The ongoing COVID-19 pandemic caused by SARS-CoV-2 has affected millions of people worldwide and has significant implications for public health. Host transcriptomics profiling provides comprehensive understanding of how the virus interacts with host cells and how the host responds to the virus. COVID-19 disease alters the host transcriptome, affecting cellular pathways and key molecular functions. To contribute to the global effort to understand the virus’s effect on host cell transcriptome, we have generated a dataset from nasopharyngeal swabs of 35 individuals infected with SARS-CoV-2 from the Campania region in Italy during the three outbreaks, with different clinical conditions. This dataset will help to elucidate the complex interactions among genes and can be useful in the development of effective therapeutic pathways.
Background & Summary
Severe acute respiratory syndrome coronavirus 2 (SARS-CoV-2), responsible for coronavirus disease 19 (COVID-19), has emerged in December 2019 when the first case was reported in Wuhan, China. Soon after, it has rapidly spread to other countries worldwide, becoming pandemic with more than 4 million fatalities and 230 million cases registered1.
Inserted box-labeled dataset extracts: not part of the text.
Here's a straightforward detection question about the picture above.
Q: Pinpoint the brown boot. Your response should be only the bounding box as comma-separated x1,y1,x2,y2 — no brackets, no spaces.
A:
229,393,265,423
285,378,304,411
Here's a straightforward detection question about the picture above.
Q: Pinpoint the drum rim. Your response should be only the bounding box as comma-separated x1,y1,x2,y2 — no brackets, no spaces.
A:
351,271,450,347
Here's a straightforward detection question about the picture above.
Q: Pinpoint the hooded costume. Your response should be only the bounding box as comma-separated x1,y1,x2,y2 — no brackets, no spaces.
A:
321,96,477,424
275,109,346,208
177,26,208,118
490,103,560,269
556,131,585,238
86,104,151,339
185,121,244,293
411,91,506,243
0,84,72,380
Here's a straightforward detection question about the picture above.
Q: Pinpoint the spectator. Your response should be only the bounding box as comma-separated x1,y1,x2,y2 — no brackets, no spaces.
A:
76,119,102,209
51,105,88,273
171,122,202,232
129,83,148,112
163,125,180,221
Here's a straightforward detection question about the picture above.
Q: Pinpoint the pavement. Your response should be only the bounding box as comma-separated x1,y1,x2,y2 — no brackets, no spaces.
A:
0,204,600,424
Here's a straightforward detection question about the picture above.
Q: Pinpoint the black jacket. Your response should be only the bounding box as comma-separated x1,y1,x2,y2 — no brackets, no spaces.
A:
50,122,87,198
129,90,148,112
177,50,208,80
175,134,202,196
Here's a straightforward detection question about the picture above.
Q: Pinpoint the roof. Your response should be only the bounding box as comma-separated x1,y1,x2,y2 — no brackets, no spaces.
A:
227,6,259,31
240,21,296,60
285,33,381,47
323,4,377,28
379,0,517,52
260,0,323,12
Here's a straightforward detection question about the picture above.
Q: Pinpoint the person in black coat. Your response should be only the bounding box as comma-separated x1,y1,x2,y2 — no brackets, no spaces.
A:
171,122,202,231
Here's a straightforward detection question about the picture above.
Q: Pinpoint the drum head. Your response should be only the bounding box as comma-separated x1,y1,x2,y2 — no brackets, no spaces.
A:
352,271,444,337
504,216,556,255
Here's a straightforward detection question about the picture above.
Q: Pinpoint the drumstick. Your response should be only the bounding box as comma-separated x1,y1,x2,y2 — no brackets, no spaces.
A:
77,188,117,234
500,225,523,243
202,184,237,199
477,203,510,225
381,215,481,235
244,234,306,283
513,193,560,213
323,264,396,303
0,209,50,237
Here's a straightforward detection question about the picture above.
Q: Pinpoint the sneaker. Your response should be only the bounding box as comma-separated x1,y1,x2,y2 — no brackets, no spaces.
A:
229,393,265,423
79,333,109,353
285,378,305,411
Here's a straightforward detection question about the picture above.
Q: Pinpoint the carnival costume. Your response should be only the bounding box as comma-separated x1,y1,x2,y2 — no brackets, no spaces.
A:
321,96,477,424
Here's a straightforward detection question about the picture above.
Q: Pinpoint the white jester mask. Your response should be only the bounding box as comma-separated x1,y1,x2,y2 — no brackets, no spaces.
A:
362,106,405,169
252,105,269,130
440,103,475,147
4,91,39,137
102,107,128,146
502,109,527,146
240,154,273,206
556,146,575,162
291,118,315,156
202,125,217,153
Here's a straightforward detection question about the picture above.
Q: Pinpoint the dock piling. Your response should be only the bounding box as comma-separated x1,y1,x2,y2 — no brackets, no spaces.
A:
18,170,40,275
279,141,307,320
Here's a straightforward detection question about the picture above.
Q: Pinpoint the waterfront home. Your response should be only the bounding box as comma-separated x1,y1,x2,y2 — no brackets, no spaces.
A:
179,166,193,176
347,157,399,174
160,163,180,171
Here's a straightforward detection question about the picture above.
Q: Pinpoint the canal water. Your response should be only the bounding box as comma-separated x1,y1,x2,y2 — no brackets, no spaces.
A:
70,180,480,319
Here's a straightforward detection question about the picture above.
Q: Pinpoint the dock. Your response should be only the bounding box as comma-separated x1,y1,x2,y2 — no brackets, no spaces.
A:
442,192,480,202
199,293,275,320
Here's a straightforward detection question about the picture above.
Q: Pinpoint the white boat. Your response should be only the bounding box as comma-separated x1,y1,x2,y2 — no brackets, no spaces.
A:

There are different factors that make it difficult to contain the spread of COVID-19. These include the high mutation rate of the virus, the challenge of diagnosing asymptomatic or mildly symptomatic individuals and the capability of the virus to be transmitted during the pre-symptomatic phase2.
After transmission processes through respiratory droplets, aerosol or surface contamination, follows the incubation period that could led to a plethora of symptoms such as fever, cough, shortness of breath, loss of taste and smell, diarrhea and nausea3. Nevertheless, a notable proportion of individuals with pre-existing conditions, such as asthma, diabetes, cardiovascular disease and other chronic illnesses experienced severe complications such as pneumonia affections or acute respiratory syndrome4. Some respiratory failures in severe SARS-CoV-2 infection have been found to be associated with the activation of immune response and pro-inflammatory mechanisms by chemokines and cytokine release, which may be caused by a “cytokine storm syndrome”5. In addition to pre-existing clinical conditions, other factors, such as age, sex, and ethnicity can also impact the clinical presentation of infected patients6.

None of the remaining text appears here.